My awareness flared open like a searchlight. “Holy shit – was that just a large, heavy animal galloping past my tent?” In truth, I had never seen any mammal larger than a chipmunk anywhere around the lakes. I desperately tried to distinguish dreams from reality, and fell silent with instinctual restraint, reviewing the astonishing sequence in my mind. I recalled hearing bushes faintly crackling far down by the outlet creek, and then loud hoof beats approached, pounding drum-like into the forest floor, getting louder as they galloped past my tent – right next to my head – then behind me and up the slope to the main forest. “Hoof beats!” I snorted aloud with relief, knowing of course that bears don’t have hooves, and relaxing back into a reprieved sense of peace and relaxation. “It was just a deer!”
“Wait a minute!” I bolted upright with a sudden realization so blazing that it set off fireworks in my head. “Why was the deer running?!!”
Man is forlorn and alone in the universe, huddled inconsolably next to his little fire of unconsciousness, nursing its flames with the meager twigs and sticks of his ego in a futile attempt to stave off the emptiness of space. Of all the animals, only he is self-aware enough to harbor the shame of separation from all that is. In retribution for his perceived shortcomings, he scorns the natural, unifying embrace of unconditional love, and dwells on his own dark limitations and transgressions, until he paradoxically feels persecuted by the very light of which he is composed.
As man stares morosely into the fire of his own delusions, he is blinded to the splendor that is all around him. By focusing on his limitations, he has pulled a veil of inadequacy and sadness over his eyes that can only be lifted by reunion with all that is.

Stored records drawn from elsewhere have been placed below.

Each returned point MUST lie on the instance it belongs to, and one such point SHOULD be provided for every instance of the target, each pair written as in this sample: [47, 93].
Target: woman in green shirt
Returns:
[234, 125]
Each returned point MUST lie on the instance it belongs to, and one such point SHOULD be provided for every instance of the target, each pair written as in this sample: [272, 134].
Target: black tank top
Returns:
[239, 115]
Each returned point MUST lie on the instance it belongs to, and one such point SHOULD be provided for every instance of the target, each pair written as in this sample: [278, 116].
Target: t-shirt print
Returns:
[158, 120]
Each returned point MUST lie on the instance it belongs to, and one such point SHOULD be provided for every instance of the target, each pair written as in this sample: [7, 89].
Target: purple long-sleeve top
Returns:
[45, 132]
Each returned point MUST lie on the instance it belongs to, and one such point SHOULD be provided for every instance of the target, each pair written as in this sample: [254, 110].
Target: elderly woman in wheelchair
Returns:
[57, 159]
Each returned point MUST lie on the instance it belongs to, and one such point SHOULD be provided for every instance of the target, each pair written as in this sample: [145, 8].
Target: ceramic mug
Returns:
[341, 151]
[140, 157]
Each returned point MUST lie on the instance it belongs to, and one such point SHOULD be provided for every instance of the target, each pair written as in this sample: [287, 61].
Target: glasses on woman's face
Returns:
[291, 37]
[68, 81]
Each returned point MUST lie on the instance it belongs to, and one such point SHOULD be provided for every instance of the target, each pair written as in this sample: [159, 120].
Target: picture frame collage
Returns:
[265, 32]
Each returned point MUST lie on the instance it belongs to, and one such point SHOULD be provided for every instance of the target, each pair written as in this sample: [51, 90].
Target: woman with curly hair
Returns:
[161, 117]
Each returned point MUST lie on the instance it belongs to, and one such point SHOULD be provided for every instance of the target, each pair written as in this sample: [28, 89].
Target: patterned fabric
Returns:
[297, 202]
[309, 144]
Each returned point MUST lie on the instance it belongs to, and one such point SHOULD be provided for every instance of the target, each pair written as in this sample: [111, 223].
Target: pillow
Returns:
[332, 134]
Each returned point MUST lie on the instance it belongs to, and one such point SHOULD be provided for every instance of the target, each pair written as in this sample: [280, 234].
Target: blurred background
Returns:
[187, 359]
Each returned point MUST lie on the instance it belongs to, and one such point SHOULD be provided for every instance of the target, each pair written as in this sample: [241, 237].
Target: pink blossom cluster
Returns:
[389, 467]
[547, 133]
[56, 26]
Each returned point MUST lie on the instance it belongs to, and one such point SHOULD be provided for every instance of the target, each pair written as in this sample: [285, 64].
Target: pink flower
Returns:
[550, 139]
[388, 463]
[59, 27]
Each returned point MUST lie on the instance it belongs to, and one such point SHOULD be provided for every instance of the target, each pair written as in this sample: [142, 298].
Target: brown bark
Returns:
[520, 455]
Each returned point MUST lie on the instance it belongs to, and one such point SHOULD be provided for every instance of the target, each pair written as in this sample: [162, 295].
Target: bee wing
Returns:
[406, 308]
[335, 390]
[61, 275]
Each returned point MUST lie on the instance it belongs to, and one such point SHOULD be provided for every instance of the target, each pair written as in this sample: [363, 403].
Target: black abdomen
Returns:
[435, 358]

Only when the fire dies, does he see, too late, that there was nothing to fear but his own shadow.
The attentive reader can deduce several obvious points about my situation. Number one: I wasn’t going to get any sleep, but I wasn’t devoured by ravenous carnivores either, since I’m obviously writing this story. I spent the rest of the night in abject paranoid misery, muscles locked in spasm, brain squirming with the wretched terrors of a primitive nerve system run amok. Without the catalyst of any drugs whatsoever, I had allowed my psyche to completely melt down in a nuclear reaction of fear and loathing. I was a Cro-Magnon patsy, separated from his tribe, assaulted and terrorized by the higher links in the food chain. As soon as the grayness of the tardy dawn restored the first vestiges of color to my tent walls, I extricated myself clumsily from the rip-stop nylon torture chamber, and stumbled crazily into the dim, flat landscape, clutching my spear and ready to fight to the last heartbeat. The residue of my physical fight-or-flight stresses dissipated in a few hours, but freeing my emotional ego from the ensnarement of self-abhorrence would take decades.
I was the hapless victim of multiple tragedies and catastrophes that night, and absolutely none of them ever happened. It felt as though I had been ravaged and violated by every nightmarish demon that ever tormented a human soul. It would take a very long time for me to understand that the only real enemy was the one inside the tent.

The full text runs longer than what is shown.